Siddhartha by Hermann Hesse
This classic novel of self-discovery has inspired generations of seekers. With parallels to the enlightenment of the Buddha, Hesse's Siddhartha is the story of a young Brahmin's quest for the ultimate reality. His quest takes him from the extremes of indulgent sensuality to the rigors of ascetism and self-denial. At last he learns that wisdom cannot be taught — it must come from one's own experience and inner struggle. Steeped in the tenets of both psychoanalysis and Eastern mysticism,Siddhartha presents a strikingly original view of man and culture, and the arduous process of self-discovery that leads to reconciliation, harmony, and peace.
Set in India, Siddhartha is subtitled an "Indic Poetic Work" and clearly it does owe much to both Buddhism and Hinduism, however the philosophy embodied in Siddhartha is both unique and quite complex, despite the lyrically beautiful simplicity of the plot.
Siddhartha is one of the names of the historical Gautama and while the life of Hesse's character resembles that of his historical counterpart to some extent, Siddhartha is by no means a fictional life of Buddha and his teachings.
Siddhartha is divided into two parts of four and eight chapters, something some have interpreted as an illustration of Buddhism's Four Noble Truths and the Eightfold Path to Enlightenment.

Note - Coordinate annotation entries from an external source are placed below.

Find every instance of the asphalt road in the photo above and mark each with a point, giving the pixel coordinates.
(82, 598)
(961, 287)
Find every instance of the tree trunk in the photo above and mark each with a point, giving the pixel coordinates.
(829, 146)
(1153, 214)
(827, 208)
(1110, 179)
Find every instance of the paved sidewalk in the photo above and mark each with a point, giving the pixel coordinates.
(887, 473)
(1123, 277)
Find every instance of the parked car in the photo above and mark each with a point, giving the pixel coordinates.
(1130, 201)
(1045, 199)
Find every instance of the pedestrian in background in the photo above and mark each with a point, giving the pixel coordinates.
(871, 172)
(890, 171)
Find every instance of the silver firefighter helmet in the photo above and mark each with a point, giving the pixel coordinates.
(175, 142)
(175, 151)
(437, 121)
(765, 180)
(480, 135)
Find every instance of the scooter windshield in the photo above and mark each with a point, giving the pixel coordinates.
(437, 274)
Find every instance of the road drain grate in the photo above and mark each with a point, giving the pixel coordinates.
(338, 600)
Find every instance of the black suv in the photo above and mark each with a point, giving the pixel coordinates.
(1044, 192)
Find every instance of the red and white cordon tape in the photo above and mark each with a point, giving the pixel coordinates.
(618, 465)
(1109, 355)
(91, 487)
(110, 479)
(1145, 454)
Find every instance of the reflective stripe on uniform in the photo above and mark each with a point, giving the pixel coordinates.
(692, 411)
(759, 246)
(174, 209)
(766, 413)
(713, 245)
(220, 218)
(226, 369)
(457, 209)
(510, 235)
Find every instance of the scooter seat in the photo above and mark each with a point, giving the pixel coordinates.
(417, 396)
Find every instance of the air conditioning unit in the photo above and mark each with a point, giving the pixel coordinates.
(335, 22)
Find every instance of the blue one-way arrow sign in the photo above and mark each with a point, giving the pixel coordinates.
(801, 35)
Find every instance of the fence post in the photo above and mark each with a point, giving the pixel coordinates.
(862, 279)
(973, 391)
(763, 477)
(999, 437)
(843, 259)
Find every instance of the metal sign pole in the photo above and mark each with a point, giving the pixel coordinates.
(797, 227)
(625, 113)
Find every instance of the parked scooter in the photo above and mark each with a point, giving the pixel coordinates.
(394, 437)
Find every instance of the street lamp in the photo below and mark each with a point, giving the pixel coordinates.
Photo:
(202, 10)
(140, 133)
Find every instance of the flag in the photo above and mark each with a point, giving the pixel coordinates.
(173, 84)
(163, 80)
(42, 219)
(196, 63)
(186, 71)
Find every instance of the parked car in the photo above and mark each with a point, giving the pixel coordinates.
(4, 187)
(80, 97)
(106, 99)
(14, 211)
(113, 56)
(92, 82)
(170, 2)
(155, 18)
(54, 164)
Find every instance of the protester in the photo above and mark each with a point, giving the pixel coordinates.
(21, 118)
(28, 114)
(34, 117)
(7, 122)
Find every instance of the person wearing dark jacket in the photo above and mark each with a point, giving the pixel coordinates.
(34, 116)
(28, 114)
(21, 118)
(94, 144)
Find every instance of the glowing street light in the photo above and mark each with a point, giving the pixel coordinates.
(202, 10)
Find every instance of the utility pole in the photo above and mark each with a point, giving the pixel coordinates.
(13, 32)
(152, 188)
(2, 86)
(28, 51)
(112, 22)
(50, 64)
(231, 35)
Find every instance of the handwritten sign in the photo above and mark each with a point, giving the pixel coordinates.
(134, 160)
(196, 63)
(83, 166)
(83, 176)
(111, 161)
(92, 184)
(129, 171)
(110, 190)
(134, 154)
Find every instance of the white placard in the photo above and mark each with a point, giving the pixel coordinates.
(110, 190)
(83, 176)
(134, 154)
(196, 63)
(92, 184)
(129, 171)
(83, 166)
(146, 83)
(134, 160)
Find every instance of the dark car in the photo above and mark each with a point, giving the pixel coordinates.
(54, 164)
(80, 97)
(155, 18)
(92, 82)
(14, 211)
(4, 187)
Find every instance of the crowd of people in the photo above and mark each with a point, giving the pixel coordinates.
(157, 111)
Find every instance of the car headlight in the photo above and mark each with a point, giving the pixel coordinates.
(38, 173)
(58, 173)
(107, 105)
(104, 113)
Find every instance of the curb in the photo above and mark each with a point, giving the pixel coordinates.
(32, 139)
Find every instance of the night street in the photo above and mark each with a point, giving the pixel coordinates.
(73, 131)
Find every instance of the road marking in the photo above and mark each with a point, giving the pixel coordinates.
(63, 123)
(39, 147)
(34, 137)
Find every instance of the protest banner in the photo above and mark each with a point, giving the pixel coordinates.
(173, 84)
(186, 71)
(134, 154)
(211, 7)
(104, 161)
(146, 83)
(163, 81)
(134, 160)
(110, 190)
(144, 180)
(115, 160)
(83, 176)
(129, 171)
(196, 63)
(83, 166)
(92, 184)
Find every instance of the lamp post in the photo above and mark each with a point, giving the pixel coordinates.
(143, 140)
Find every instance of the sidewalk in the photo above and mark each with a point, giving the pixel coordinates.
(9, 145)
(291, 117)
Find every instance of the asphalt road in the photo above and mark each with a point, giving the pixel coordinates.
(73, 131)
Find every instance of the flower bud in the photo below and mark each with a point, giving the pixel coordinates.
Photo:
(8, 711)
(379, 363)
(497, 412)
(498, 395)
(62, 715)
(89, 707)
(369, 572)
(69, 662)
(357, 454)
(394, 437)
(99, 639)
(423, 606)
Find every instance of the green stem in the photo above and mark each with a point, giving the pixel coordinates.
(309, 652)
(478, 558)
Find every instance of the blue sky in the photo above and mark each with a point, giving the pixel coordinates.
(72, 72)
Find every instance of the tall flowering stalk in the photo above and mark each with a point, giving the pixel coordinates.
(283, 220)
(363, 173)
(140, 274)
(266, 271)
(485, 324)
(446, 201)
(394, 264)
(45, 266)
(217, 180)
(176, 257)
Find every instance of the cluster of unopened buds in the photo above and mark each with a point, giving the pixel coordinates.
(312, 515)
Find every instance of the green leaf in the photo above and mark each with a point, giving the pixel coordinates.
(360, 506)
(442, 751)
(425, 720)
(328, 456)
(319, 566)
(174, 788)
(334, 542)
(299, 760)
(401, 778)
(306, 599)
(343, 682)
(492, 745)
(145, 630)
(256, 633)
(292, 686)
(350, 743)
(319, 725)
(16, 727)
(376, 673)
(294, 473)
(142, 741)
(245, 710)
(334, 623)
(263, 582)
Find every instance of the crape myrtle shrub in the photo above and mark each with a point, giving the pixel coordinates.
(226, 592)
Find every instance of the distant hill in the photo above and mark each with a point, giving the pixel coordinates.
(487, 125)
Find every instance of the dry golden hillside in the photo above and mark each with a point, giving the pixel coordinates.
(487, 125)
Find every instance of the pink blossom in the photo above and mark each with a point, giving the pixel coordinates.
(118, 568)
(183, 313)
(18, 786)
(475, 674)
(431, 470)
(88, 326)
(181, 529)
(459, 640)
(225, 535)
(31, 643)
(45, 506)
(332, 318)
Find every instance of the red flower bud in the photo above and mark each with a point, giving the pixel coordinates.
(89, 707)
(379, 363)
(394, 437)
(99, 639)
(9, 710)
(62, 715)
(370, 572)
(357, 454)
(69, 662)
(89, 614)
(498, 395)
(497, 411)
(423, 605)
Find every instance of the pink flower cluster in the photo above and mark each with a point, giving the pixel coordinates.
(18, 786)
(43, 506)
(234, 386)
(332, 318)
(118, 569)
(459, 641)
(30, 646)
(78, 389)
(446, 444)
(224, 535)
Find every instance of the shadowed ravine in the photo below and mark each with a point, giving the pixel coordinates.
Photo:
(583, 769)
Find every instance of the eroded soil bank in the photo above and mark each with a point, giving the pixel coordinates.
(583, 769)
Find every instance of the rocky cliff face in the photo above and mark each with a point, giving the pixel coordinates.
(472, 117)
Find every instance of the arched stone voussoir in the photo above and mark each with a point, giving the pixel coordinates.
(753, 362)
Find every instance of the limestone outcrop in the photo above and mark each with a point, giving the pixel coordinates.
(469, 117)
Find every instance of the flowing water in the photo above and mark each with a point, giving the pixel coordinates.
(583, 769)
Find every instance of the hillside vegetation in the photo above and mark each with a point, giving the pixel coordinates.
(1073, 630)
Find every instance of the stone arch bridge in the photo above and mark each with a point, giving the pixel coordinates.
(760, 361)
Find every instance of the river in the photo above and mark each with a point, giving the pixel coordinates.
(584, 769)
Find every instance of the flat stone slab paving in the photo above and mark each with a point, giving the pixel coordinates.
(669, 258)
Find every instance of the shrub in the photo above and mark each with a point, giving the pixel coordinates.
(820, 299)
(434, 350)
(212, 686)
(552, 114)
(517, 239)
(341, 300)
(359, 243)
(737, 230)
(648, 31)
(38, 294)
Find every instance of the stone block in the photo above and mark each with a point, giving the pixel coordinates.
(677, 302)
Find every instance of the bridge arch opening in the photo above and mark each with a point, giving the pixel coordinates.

Elements of Hinduism can also be found in Siddhartha. Some critics maintain that Hesse was influenced largely by the Bhagavad Gita when he wrote the book and that his protagonist was groping his way along a path outlined in that text. Certainly the central problems of Siddhartha and the Gita are similar: how can the protagonist attain a state of happiness and serenity by means of a long and arduous path?